Его кололи болезненно-точные воспоминания.
Состояние обостренной чувствительности, в какое привела его лихорадка, оживляло их, но так, как может оживляться прошлое. И хотя он ощущал их со всей силой настоящего, они не становились более доступными.
Яркая блузка на солнце.
Телефонное: "Анри, это ты…"
Шум, издаваемый Юлией в ванной комнате, где она чистила зубы…
В этот момент до него стали доходить обрывки музыки, обостряя его боль.
Они напоминали ему крик ангела: он дойдет до самого конца ожидания, тревоги…
V
Со своего лихорадочного одра слушал он долгий звук баржевой сирены, требующей открыть шлюз.
Через открытые окна видел он небольшой кусочек синего неба.
Ему вспомнился тот же самый звук, то же самое небо при входе корабля в порт Ньюхейвен. Они с Юлией смеялись на борту, видя, что доплыли до места назначения. Линия бледных скал обозначала Англию. Корабельный служащий вопил: "All passengers on deck!"
Это радостное воспоминание еще больше раздирало его. Ему подумалось, что сегодня, и прямо с часу на час, может начаться война.
Они с Юлией уже не смогут, как он хотел, уехать в Англию.
Тогда они выпили на корабле: по большому стакану виски…
Он мечтал об уединенном доме на берегу моря. Они проводили бы в этом доме зимние ночи - слушая ветер, волны, проливные дожди - так они старели бы, пили…

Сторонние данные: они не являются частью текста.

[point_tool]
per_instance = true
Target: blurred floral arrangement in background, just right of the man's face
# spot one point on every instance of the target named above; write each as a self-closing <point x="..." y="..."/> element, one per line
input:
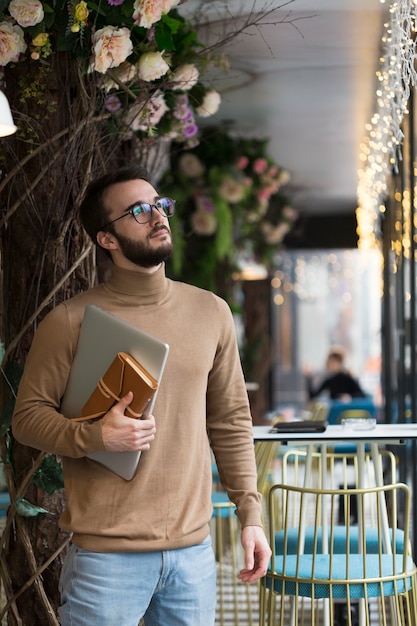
<point x="230" y="205"/>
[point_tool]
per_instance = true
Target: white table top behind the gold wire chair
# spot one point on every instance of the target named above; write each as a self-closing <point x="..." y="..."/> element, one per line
<point x="382" y="433"/>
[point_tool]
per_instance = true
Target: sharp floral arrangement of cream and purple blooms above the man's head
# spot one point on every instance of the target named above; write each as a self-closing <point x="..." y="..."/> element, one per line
<point x="146" y="58"/>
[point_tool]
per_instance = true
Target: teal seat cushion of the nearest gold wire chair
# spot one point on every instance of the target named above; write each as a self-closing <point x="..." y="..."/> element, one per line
<point x="298" y="582"/>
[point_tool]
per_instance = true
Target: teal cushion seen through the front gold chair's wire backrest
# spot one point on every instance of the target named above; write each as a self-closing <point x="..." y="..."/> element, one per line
<point x="339" y="540"/>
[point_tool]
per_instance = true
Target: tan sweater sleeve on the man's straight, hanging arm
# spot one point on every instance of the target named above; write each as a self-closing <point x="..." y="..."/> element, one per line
<point x="229" y="424"/>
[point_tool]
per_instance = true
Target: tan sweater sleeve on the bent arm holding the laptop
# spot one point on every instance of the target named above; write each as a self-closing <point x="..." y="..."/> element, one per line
<point x="37" y="421"/>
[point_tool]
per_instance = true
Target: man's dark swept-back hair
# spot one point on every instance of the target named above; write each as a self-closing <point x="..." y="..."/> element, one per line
<point x="92" y="213"/>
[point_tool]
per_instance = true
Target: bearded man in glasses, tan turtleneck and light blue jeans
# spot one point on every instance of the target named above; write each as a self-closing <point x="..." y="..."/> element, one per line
<point x="142" y="547"/>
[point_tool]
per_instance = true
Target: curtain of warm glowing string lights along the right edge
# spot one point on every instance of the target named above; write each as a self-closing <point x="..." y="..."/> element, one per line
<point x="381" y="148"/>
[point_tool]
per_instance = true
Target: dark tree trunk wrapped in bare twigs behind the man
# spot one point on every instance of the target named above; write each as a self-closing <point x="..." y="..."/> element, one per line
<point x="46" y="258"/>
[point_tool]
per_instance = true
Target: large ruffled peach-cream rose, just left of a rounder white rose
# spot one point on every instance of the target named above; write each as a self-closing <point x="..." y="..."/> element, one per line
<point x="111" y="46"/>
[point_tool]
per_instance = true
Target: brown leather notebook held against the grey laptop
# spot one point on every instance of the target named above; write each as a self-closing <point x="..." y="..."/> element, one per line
<point x="124" y="374"/>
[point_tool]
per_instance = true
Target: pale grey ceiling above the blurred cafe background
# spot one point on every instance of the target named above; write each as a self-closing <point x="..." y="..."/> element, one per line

Под конец мысль о войне, доводя его до крайнего состояния, стала вызьшать смех. Он больше не увидит Юлию. Юлия вернется в Швейцарию.
…а сейчас?
…ожидание, подавленность.
…в одиночестве на дне миров.
…не оставалось ничего осмысленного, само дно было без смысла.
Ждать, вожделеть?
Да нет же.
Смеяться или выпивать?
Сад, смоковница, зрелые смоквы на солнце…
Он увидел сад под грозовым небом: разметая пыль, поднимался заунывный ветер.
Он чувствовал, что распался на части.
Он ждал чего-то?
Чего, разумеется, не может быть…
Приближалась война.
Он воображал себе мир, зарывающийся в тревогу.
Бесполезно желать чего-либо еще.
Бесполезно ждать.
Все равно как ждать свидания после условленного часа, когда уже ясно, что никто не придет.
Остается только уйти.
Тревога, и нет ей конца…
Ему становилось невыносимо просто подумать об этом.
Он представил себе людей, города, веси - абстрактно - под низкими тучами войны. Мрачно, черно до слез.
Плакал он долго, догадываясь, что каждое существо отделено от всего возможного и словно затерялось в море…
Он ждал Юлию!
Больше нет сомнений: ожидание выявляет суетность своего предмета.
Тому, кто ждет подолгу, обеспечена ужасная истина: раз человек ждет, так это потому, что он сам - ожидание. Человек есть ожидание. Неизвестно чего, того, что не придет.
Присутствие Юлии было бы бальзамом.
Смягчающим рану: на какой-то миг…
Но смертельную рану.
Ожидание беспредметно, но приходит смерть.
Анри еще говорил себе:
- Я сам себя обманываю. Я хочу поехать.
Он встал. Его ноги подкосились. Он грохнулся посреди спальни.
Ему хотелось недостижимого.
Он крикнул безумным голосом:
- Юлия!
Но тихо добавил:
- Это призрак. Я один. Никакая комедия не возможна.